The 1937 Pittsburgh Mayoral election. was held on Tuesday, November 2, Democratic candidate And Incumbent Mayor Conn Scully, the former City Council of Pittsburgh President who had assumed the executive rank in October 1936, after the resignation of William N. McNair, was elected to a first full term.
==Background==
The McNair administration had been shrouded in controversy, including hostile relations between the mayor and both city council and the county bureaucracy, as well as a slow response to the devastating St. Patrick's Day Flood.
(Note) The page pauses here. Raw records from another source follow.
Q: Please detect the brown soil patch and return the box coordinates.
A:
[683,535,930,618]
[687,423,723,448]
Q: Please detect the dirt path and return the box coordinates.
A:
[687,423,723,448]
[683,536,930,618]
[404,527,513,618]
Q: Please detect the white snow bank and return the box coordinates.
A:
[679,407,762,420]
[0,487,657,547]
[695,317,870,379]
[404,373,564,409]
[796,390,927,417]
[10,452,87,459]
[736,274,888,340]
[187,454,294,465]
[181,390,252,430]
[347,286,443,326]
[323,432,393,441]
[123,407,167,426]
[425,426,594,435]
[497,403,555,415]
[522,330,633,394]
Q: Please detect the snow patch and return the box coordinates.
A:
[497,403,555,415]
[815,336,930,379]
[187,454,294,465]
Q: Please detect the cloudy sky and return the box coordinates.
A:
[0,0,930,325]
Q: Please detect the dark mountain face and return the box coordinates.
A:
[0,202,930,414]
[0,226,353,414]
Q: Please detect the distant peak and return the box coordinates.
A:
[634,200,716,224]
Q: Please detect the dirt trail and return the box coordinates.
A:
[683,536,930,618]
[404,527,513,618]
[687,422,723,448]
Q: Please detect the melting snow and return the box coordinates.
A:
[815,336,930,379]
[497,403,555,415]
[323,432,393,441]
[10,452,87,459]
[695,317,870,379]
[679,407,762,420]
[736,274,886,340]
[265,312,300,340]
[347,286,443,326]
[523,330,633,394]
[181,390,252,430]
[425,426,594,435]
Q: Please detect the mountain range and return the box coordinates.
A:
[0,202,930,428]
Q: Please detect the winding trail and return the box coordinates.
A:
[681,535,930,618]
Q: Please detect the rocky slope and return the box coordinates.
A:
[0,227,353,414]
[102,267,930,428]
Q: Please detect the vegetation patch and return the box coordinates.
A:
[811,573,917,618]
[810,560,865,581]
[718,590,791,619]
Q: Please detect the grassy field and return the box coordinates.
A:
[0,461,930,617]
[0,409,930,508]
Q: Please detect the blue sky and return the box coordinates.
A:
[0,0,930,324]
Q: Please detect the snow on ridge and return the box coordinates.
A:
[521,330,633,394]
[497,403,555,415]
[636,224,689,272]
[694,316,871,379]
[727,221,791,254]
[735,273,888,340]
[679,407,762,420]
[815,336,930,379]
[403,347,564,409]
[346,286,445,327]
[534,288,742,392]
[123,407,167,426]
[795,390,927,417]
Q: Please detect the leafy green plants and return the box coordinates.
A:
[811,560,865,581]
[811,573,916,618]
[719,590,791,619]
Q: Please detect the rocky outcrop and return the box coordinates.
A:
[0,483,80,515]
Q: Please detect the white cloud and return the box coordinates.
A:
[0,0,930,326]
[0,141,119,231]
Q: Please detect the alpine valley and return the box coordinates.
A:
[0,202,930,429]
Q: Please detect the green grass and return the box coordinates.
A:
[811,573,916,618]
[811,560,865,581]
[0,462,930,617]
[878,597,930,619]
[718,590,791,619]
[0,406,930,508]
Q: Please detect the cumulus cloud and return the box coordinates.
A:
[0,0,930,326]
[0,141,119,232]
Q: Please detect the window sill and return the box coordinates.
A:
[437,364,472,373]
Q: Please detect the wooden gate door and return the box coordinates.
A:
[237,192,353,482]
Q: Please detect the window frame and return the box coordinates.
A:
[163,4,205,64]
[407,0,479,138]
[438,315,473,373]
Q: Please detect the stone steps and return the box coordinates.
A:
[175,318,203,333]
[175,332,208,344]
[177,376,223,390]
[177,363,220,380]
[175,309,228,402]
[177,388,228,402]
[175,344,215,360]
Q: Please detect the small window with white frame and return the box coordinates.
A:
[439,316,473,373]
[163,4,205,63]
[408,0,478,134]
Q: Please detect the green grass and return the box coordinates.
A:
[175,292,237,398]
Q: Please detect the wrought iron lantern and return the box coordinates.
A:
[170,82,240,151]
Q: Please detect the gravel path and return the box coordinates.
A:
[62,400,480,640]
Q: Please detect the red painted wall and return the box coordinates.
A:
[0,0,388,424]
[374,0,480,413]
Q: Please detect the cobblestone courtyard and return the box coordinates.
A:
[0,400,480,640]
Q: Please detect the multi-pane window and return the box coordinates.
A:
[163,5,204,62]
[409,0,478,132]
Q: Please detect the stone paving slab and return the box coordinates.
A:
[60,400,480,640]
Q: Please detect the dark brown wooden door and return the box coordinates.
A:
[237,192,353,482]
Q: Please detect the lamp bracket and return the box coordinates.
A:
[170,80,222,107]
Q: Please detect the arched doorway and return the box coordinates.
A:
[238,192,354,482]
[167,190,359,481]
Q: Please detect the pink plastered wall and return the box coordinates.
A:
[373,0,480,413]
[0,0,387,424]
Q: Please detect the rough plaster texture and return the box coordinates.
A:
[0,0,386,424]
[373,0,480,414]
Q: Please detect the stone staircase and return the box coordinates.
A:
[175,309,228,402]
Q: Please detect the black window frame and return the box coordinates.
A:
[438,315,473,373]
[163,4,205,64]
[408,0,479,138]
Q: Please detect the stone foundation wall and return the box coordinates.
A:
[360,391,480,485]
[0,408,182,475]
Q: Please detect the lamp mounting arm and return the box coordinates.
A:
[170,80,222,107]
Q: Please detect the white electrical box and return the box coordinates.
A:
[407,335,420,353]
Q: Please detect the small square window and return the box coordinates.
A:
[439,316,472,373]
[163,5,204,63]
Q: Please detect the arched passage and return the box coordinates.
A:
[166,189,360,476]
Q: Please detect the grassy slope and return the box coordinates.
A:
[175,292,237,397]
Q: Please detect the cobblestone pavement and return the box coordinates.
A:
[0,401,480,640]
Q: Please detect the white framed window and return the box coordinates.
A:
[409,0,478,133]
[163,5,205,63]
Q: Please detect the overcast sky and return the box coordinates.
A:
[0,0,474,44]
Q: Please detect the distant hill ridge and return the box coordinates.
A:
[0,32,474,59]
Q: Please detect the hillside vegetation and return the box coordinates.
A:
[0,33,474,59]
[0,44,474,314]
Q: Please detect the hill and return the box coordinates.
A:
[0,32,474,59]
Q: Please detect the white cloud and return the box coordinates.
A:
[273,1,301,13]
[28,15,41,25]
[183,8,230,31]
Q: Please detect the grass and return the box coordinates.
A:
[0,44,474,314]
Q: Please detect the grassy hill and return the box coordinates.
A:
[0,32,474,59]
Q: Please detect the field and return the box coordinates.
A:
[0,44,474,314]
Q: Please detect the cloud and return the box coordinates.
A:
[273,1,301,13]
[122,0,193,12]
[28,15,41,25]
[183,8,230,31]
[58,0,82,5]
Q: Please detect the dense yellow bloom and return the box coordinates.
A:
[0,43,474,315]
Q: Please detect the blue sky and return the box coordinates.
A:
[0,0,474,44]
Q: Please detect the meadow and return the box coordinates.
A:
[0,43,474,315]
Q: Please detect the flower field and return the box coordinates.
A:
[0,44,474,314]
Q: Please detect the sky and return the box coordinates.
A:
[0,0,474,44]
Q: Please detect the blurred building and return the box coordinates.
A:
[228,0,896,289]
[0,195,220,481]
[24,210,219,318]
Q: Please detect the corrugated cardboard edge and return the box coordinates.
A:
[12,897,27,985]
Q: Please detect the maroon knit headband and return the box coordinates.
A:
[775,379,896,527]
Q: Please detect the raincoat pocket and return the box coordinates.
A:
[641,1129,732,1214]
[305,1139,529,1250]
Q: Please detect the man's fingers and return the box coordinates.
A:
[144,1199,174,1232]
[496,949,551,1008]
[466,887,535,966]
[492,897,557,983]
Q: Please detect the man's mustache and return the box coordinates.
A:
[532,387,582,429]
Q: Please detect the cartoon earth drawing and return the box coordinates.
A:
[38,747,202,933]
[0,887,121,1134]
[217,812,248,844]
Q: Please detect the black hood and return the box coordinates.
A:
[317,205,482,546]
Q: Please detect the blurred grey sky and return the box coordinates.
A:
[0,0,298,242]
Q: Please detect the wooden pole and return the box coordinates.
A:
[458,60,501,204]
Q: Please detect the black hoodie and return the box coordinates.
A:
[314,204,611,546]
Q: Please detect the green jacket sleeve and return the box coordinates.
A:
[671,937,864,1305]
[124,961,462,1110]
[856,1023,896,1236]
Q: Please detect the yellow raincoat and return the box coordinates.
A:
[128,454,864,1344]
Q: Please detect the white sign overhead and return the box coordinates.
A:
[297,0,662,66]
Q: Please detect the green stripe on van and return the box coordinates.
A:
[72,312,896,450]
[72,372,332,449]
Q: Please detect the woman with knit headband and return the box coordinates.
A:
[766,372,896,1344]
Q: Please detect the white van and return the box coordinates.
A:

Scully had been a vocal McNair adversary and was closely connected to David L. Lawrence, the state party chairman and city political leader (who later became mayor); this position saved the mayor's office for Democrats, who had been only recently empowered in the city. The race featured a strong GOP opponent in Bob Waddell, the popular football coach at Carnegie Tech (now Carnegie Mellon University).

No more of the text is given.